A couple of weeks and a few in-person inquiries later, the store really did call back saying they had una solución. They gave me a credit for the full price – nice! I promptly bought another.

I note with interest that some of the first light bulbs manufactured are still burning 100 years later.  Why can’t they last that long now? The bottom line: it really is a conspiracy.

New, modern trash collection

Trash collection unit, Urguay

This thing appeared on the corner this morning with no notice, and no mention of whether it’s for trash and recyclables, or just one or the other. They’ve appeared around town the last few weeks, but I guessed we didn’t get one because our street was too narrow, and we’d continue using our basket-on-a-pole.

First thought: now I can rid of big stuff that doesn’t fit in the basket!

Second thought: how do they empty that thing?

UPDATE: though a neighbor told me they emptied them by hand (!) they do indeed have lifts on the garbage truck. Instead of running and grabbing bags out of baskets on poles, the two people riding on the back of the truck jump of to maneuver this bin into place.

Fresh bread

The beep of a motorbike horn and the bread guy’s here, bringing two loaves of home-baked whole wheat bread as he does every Wednesday. After the first month of buying his bread we found we still had a loaf of store-bought ‘whole wheat’ bread – it wasn’t even moldy.

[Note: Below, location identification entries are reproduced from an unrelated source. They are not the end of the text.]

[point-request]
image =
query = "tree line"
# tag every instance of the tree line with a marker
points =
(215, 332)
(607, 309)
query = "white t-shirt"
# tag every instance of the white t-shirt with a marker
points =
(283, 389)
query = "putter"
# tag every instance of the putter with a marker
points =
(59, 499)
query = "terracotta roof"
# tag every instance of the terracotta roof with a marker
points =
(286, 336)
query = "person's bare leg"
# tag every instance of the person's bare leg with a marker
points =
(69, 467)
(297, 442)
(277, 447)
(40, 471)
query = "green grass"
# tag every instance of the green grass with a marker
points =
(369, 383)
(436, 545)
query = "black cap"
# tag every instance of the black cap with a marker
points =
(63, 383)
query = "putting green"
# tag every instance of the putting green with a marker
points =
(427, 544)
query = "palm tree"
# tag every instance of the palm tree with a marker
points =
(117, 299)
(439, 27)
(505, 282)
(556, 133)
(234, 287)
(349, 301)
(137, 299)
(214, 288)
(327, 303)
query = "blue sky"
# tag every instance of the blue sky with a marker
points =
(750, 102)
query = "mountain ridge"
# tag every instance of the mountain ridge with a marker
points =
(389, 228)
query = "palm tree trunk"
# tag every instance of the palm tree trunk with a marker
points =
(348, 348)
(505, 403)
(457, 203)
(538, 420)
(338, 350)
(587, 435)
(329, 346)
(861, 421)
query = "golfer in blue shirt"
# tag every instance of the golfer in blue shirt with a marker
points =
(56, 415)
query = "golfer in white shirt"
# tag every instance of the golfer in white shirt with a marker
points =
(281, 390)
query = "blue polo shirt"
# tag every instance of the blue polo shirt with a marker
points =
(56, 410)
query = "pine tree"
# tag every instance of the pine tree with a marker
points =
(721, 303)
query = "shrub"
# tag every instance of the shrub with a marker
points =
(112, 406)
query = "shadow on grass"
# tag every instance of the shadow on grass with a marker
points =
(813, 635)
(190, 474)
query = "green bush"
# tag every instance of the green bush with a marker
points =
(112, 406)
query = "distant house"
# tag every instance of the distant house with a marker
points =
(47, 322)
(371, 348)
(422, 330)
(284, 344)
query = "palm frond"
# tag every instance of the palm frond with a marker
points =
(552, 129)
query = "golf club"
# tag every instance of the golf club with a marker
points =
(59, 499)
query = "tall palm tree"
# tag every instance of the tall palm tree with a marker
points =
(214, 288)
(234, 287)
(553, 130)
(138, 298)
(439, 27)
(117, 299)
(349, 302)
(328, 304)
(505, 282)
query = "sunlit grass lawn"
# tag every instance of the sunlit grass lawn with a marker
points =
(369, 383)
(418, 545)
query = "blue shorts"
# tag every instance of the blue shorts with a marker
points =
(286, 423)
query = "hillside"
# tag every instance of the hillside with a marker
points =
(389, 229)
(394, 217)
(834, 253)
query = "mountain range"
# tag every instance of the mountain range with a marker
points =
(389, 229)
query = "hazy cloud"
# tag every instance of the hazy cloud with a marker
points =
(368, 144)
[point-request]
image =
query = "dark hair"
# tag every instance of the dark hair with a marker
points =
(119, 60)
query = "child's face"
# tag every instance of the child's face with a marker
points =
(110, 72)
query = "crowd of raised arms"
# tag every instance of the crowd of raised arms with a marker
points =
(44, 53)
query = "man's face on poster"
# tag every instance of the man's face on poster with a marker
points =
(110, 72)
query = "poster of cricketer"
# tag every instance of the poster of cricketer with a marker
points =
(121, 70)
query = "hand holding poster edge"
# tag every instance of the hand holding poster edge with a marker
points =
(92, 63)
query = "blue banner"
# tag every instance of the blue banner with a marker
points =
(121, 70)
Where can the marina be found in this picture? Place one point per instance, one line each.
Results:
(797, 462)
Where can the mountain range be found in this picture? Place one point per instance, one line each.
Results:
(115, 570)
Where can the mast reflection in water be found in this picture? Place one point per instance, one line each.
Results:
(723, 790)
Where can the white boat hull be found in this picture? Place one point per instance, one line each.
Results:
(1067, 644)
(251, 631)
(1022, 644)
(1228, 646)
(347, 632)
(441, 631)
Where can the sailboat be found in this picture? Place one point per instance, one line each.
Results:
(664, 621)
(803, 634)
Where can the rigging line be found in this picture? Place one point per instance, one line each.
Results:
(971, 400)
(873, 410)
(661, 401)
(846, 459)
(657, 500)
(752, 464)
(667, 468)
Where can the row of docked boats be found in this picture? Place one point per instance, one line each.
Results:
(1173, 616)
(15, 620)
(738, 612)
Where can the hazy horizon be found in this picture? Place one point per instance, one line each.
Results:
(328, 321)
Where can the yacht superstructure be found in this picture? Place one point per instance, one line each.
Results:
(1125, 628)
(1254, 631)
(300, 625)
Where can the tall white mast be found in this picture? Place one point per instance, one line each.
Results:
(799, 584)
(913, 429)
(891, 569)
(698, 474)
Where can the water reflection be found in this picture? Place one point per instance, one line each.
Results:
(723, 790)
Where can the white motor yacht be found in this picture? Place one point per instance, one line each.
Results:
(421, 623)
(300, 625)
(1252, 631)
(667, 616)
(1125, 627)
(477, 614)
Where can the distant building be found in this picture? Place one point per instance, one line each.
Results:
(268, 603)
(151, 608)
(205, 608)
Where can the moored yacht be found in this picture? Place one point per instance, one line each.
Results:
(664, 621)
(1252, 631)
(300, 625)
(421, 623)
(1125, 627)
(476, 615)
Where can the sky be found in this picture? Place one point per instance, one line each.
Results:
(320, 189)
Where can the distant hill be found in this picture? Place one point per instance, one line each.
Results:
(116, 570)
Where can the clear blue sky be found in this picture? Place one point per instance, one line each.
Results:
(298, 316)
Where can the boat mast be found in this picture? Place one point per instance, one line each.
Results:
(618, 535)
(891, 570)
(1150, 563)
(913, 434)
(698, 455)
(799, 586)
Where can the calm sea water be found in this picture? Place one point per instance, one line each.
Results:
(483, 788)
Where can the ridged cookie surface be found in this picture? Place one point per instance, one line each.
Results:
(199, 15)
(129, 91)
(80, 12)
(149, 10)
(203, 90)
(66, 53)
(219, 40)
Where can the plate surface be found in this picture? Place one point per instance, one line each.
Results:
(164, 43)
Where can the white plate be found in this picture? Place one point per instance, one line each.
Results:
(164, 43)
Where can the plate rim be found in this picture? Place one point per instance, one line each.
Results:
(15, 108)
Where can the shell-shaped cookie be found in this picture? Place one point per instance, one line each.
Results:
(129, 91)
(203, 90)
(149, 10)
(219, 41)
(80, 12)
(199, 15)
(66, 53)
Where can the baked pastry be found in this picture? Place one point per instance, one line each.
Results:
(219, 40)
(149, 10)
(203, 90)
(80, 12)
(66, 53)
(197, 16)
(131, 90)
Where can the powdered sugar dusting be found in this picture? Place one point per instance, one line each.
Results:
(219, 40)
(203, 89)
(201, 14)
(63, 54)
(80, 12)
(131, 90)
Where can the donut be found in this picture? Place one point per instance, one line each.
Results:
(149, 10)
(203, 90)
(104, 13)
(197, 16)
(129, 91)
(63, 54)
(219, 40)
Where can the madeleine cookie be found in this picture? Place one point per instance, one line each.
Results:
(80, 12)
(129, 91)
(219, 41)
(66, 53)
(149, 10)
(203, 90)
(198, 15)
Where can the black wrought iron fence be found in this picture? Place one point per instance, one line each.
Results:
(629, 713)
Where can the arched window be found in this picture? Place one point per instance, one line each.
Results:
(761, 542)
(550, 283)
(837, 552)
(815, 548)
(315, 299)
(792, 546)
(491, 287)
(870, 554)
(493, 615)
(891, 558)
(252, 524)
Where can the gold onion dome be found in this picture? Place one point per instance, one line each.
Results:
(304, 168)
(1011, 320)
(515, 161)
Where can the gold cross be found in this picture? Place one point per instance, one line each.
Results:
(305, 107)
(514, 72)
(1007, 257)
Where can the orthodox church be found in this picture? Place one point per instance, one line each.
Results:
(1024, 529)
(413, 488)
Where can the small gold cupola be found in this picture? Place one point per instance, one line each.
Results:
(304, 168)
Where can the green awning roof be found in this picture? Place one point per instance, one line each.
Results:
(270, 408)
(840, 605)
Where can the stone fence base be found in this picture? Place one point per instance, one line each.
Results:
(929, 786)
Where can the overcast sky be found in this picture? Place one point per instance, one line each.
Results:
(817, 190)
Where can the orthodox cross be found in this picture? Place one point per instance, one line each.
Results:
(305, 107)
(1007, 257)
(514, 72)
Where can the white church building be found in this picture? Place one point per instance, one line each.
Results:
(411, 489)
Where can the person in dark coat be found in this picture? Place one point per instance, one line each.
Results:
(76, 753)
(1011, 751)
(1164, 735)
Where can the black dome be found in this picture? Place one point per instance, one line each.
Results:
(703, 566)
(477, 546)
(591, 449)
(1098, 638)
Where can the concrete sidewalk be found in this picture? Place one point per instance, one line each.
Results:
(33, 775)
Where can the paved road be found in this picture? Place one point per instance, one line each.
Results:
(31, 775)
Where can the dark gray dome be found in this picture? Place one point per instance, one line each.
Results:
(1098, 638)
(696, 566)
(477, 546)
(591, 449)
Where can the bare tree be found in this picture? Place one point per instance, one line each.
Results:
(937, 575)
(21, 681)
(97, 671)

While locals and foreigners alike moan about the excessive government bureaucracy and anti-business climate in Uruguay, the bread guy shows the free market at its best. In the United States, no doubt he’d run the risk of arrest and imprisonment, ‘for the protection of the citizens.’

Yard man

Walking toward the beach, a bicycle approaches. A guy my age or more, graying hair, riding at a decent speed. With his left arm, he carries a rake. With his right arm near the seat, he tows an electric lawn mower, cord neatly coiled atop. I turn and watch, somewhat in awe, and listen to the whirring of the lawnmower wheels, quieter and quieter.